The prediction-error filter solves the ``blind-deconvolution'' problem. So far little has been said about the input data to the PE filter. A basic underlying model is that the input data results from white noise into a filter, where the filter is some process in nature. Since the output of the PE filter is white, it has the same spectrum as the original white noise. The natural hypothesis is that the filter in nature is the inverse of our PE filter. Both filters are causal, and their amplitude spectra are mutually inverse. Theoretically, if the model filter were minimum phase, then its inverse would be causal, and it would be our PE filter. But if the model filter were an all-pass filter, or had an all-pass filter as a factor, then its inverse would not be causal, so it could not be our PE filter.

 

model Figure 11 Spectra of random numbers, a filter, and the output of the filter.

The blind-deconvolution problem can be attacked without PE filters by going to the frequency domain. Figure 11 shows sample spectra for the basic model. We see that the spectra of the random noise are random-looking. In chapter we will study random noise more thoroughly; the basic fact important here is that the longer the random time signal is, the rougher is its spectrum. This applies to both the input and the output of the filter. Smoothing the very rough spectrum of the input makes it tend to a constant; hence the common oversimplification that the spectrum of random noise is a constant. Since for Y(Z)=F(Z)X(Z) we have $\vert Y(\omega )\vert=\vert F(\omega )\vert\vert X(\omega )\vert$,the spectrum of the output of random noise into a filter is like the spectrum of the filter, but the output spectrum is jagged because of the noise. To estimate the spectrum of the filter in nature, we begin with data (like the output in Figure 11) and smooth its spectrum, getting an approximation to that of the filter. For blind deconvolution we simply apply the inverse filter.

The simplest way to get such a filter is to inverse transform the smoothed amplitude spectrum of the data to a time function. This time-domain wavelet will be a symmetrical signal, but in real life the wavelet should be causal. Chapter shows a Fourier method, called the ``Kolmogoroff method," for finding a causal wavelet of a given spectrum. Chapter shows that the length of the Kolmogoroff wavelet depends on the amount of spectral smoothing, which in this chapter is like the ratio of the data length to the filter length.
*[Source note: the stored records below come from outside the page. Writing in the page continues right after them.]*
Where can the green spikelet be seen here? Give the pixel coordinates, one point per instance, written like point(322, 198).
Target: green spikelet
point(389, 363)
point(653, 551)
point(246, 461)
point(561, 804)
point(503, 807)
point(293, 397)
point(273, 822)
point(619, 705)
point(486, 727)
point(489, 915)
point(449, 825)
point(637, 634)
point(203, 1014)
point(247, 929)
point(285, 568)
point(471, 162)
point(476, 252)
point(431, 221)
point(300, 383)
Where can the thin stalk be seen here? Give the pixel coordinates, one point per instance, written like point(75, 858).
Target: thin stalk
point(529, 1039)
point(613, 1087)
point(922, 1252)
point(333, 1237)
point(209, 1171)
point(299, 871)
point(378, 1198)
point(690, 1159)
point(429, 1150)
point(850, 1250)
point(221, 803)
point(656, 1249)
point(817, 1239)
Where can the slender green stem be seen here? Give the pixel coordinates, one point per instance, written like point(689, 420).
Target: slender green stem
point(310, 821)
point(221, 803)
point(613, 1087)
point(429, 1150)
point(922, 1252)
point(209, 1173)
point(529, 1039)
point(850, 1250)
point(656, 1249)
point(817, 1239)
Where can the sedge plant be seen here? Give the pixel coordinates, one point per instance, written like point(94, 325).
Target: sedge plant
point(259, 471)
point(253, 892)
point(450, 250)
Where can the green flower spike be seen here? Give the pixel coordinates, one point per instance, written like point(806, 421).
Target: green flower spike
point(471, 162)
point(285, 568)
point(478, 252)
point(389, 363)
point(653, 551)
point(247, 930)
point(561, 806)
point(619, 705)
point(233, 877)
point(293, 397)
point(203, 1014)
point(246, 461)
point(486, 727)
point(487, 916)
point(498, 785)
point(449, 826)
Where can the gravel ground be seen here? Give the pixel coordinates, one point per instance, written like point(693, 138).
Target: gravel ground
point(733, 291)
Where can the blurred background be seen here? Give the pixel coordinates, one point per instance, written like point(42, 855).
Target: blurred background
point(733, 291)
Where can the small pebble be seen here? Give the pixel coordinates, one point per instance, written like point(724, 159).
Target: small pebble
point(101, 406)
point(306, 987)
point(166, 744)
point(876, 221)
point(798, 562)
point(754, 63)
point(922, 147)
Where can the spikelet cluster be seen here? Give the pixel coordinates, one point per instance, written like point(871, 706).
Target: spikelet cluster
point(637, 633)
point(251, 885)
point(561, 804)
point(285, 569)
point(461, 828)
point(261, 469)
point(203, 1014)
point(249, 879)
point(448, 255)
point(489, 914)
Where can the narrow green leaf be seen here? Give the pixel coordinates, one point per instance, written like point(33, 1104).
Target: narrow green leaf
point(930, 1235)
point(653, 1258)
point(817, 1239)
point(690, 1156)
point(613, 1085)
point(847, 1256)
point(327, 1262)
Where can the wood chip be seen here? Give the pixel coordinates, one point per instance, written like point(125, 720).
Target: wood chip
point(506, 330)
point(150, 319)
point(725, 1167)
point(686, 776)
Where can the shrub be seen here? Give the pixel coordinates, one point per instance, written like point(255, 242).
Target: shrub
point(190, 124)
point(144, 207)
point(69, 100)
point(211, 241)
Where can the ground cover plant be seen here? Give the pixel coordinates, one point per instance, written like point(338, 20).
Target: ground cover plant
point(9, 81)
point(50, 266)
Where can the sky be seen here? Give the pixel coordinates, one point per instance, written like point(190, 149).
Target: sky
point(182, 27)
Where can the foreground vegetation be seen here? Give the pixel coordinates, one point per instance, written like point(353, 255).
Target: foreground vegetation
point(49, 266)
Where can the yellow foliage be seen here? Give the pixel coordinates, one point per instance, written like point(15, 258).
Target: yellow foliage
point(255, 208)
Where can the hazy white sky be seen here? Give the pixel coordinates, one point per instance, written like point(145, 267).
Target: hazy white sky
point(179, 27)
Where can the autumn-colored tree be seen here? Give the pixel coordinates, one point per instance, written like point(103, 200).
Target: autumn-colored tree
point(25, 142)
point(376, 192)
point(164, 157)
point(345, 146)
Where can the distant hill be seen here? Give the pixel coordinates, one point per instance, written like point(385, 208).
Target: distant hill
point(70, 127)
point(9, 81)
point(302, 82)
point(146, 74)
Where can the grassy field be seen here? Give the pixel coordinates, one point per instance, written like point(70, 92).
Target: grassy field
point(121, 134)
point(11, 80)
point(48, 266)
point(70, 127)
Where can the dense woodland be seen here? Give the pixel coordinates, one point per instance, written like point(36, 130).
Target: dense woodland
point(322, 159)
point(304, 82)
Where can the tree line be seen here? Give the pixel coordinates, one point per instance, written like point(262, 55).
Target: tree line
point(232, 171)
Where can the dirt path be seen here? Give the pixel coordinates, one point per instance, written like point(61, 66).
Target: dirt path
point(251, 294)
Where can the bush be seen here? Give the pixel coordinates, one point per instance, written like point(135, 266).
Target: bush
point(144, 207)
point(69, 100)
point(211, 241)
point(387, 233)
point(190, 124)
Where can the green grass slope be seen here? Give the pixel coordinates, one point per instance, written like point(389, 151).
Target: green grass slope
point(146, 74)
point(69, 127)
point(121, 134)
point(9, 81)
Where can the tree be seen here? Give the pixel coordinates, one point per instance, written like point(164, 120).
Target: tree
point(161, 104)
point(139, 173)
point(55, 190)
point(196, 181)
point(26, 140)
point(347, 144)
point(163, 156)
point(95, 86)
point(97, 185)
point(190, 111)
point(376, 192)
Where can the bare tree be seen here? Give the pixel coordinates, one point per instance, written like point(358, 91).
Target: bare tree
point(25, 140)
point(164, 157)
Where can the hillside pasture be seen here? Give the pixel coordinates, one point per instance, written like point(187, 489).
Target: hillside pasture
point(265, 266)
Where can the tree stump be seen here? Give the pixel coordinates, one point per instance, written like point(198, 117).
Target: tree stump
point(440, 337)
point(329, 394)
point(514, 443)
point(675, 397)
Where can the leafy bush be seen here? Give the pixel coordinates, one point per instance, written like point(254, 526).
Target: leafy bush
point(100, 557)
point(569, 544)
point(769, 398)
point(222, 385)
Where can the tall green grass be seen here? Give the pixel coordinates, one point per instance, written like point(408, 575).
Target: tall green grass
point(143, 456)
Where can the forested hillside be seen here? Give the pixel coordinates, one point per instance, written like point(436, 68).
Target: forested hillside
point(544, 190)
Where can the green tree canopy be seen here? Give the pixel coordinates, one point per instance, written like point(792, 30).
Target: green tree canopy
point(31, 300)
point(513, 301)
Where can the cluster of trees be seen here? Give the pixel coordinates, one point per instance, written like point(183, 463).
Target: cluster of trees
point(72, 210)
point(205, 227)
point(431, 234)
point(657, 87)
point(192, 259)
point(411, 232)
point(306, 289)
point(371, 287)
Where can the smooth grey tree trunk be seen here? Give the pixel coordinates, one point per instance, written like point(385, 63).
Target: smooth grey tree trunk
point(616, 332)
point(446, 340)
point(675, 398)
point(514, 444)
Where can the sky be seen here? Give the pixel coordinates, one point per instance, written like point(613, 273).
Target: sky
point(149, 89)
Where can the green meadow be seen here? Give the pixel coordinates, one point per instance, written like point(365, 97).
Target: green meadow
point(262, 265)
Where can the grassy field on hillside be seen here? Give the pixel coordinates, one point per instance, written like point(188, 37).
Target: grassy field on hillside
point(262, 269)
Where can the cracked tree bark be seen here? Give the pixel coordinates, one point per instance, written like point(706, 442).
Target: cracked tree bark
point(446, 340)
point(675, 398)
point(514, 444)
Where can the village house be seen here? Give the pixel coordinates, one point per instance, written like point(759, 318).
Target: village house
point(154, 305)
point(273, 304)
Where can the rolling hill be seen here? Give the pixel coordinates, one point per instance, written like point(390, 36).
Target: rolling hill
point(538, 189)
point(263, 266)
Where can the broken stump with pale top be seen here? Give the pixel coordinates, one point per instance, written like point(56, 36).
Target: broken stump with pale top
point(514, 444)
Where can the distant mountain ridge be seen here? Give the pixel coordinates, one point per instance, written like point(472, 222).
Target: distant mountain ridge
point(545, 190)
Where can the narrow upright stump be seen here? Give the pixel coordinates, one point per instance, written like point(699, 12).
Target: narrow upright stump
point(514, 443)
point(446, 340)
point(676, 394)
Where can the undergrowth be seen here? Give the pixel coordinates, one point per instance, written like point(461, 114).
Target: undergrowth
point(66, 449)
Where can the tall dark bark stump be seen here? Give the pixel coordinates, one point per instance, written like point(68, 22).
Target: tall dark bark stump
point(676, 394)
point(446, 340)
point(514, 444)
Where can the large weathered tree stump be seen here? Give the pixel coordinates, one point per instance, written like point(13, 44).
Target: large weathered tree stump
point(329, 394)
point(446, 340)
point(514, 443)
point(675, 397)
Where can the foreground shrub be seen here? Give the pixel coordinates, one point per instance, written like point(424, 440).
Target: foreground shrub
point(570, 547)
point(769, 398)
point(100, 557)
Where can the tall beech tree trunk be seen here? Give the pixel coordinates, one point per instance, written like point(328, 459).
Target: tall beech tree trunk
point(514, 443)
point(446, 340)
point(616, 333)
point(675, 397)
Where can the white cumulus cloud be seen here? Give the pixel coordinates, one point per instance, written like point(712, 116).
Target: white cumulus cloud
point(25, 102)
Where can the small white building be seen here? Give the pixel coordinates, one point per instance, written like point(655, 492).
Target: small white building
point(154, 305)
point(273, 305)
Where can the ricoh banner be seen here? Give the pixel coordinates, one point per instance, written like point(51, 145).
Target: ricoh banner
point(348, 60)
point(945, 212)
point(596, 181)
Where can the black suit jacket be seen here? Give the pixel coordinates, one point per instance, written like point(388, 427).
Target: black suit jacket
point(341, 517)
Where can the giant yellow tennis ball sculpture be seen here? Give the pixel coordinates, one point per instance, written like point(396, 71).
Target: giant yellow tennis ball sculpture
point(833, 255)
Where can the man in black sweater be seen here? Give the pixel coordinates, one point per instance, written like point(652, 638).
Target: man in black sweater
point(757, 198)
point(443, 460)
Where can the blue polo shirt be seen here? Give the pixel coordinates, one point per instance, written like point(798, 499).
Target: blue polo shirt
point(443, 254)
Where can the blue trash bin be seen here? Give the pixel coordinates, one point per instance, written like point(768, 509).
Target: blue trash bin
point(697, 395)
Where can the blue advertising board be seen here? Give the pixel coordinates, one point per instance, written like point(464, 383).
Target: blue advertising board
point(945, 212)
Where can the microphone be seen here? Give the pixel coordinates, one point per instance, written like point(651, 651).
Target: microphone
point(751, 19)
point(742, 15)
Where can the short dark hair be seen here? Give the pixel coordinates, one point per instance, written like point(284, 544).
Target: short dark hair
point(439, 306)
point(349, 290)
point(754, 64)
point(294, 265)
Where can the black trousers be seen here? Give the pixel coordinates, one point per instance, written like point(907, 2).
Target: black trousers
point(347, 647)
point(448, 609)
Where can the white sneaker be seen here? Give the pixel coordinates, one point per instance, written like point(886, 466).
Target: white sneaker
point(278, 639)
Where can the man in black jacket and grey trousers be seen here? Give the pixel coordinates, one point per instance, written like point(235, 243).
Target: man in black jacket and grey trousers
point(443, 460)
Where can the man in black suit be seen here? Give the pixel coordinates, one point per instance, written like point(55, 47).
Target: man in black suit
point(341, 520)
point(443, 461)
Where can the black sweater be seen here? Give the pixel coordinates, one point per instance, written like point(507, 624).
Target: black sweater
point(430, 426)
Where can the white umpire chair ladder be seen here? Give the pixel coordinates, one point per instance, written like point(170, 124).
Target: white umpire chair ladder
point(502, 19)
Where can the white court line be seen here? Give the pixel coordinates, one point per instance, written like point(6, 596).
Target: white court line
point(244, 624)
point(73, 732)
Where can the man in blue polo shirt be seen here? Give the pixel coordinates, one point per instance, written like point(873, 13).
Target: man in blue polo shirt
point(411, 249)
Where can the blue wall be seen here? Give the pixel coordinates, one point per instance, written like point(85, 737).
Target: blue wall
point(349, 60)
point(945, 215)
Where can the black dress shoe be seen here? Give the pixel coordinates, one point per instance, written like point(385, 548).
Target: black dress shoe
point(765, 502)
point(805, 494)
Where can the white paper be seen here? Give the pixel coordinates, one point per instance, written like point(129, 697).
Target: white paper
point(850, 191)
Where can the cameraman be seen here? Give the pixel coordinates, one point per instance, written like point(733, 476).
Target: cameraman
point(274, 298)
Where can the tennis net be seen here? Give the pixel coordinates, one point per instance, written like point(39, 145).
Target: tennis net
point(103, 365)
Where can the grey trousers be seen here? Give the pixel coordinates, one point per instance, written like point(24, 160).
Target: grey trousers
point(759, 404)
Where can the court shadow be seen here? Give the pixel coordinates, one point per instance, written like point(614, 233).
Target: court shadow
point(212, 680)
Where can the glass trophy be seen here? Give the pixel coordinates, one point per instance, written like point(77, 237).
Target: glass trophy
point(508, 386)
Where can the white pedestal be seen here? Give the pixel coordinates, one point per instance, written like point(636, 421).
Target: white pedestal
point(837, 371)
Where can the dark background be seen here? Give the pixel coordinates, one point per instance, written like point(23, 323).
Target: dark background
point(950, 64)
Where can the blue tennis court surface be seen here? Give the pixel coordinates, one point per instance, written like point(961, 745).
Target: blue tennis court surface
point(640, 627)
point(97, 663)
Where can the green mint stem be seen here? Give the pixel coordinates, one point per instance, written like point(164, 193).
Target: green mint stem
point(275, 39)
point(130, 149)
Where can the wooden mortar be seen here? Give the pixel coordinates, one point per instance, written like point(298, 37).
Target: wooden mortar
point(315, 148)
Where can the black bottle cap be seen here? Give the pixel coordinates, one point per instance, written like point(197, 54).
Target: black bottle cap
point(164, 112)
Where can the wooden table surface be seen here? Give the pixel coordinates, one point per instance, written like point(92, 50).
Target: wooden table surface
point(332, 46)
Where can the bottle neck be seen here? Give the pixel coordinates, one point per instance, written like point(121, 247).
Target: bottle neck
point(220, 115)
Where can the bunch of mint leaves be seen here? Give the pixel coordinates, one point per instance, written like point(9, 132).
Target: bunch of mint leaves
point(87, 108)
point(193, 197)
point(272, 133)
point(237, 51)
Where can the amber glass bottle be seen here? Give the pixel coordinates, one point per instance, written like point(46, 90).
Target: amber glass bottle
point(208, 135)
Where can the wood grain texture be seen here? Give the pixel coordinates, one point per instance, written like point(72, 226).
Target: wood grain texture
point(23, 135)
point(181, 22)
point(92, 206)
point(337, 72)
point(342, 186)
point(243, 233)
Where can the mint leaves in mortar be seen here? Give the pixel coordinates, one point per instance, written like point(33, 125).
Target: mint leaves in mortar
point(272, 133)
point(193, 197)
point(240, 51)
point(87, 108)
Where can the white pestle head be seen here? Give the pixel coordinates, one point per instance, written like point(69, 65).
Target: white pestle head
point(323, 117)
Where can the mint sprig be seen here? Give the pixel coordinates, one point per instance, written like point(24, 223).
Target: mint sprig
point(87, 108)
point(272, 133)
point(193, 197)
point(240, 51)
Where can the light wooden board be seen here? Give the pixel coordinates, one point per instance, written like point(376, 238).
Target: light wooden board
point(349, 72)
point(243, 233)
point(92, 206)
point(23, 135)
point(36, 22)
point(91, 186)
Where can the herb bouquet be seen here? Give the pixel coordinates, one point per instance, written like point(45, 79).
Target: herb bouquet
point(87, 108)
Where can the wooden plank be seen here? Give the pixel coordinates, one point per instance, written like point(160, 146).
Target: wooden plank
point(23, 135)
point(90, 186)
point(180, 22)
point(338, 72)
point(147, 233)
In blind deconvolution, Fourier methods determine the spectrum of the unknown wavelet. They seem unable to determine the wavelet's phase by measurements, however--only to assert it by theory. We will see that this is a limitation of the ``stationarity'' assumption, that signal strengths are uniform in time. Where signal strengths are nonuniform, better results can be found with weighting functions and time-domain methods. In Figure 14 we will see that the all-pass filter again becomes visible when we take the trouble to apply appropriate weights.